- #1
dcgirl16
- 27
- 0
how do i factor this
36(2x-y)^2-25(u-2y)^2
i was thinking to expand the brackets first?? but I am not really sure
36(2x-y)^2-25(u-2y)^2
i was thinking to expand the brackets first?? but I am not really sure
To factor a quadratic expression, you need to find two numbers that multiply to the first term and add to the second term. In this case, the first term is 36 and the second term is -25. Therefore, the factors of 36 that add up to -25 are -9 and -4.
The difference of squares is a special case of factoring a quadratic expression where the expression is in the form of a2 - b2. In this case, the expression is 36(2x-y)^2-25(u-2y)^2, which can be rewritten as (6(2x-y))^2 - (5(u-2y))^2. This is a difference of squares because the first term is squared and the second term is squared with a negative sign.

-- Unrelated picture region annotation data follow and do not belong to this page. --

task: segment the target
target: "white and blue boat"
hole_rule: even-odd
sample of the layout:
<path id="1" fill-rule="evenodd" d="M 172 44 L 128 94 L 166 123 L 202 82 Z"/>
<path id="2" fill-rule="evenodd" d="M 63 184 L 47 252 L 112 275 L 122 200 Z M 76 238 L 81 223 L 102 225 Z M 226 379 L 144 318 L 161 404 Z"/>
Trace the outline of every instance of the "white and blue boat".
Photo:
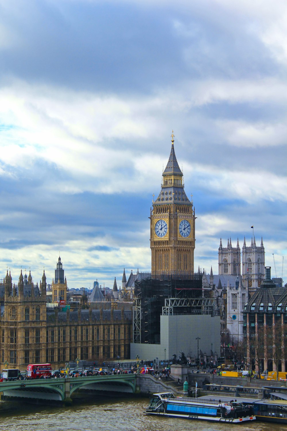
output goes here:
<path id="1" fill-rule="evenodd" d="M 149 415 L 228 423 L 238 424 L 256 419 L 252 406 L 186 397 L 176 397 L 168 392 L 154 394 L 145 411 Z"/>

To factor a difference of squares, you can use the formula a2 - b2 = (a+b)(a-b). Applying this to the expression (6(2x-y))^2 - (5(u-2y))^2, we get (6(2x-y) + 5(u-2y))(6(2x-y) - 5(u-2y)). This is the factored form of the expression.
Factoring expressions helps simplify them and make them easier to work with. It also allows us to solve equations and find the roots of a quadratic function. In some cases, factoring can also help us identify special patterns or relationships within the expression.
No, the quadratic formula is used to solve quadratic equations, not to factor expressions. However, you can use the quadratic formula to find the roots of the quadratic expression after it has been factored.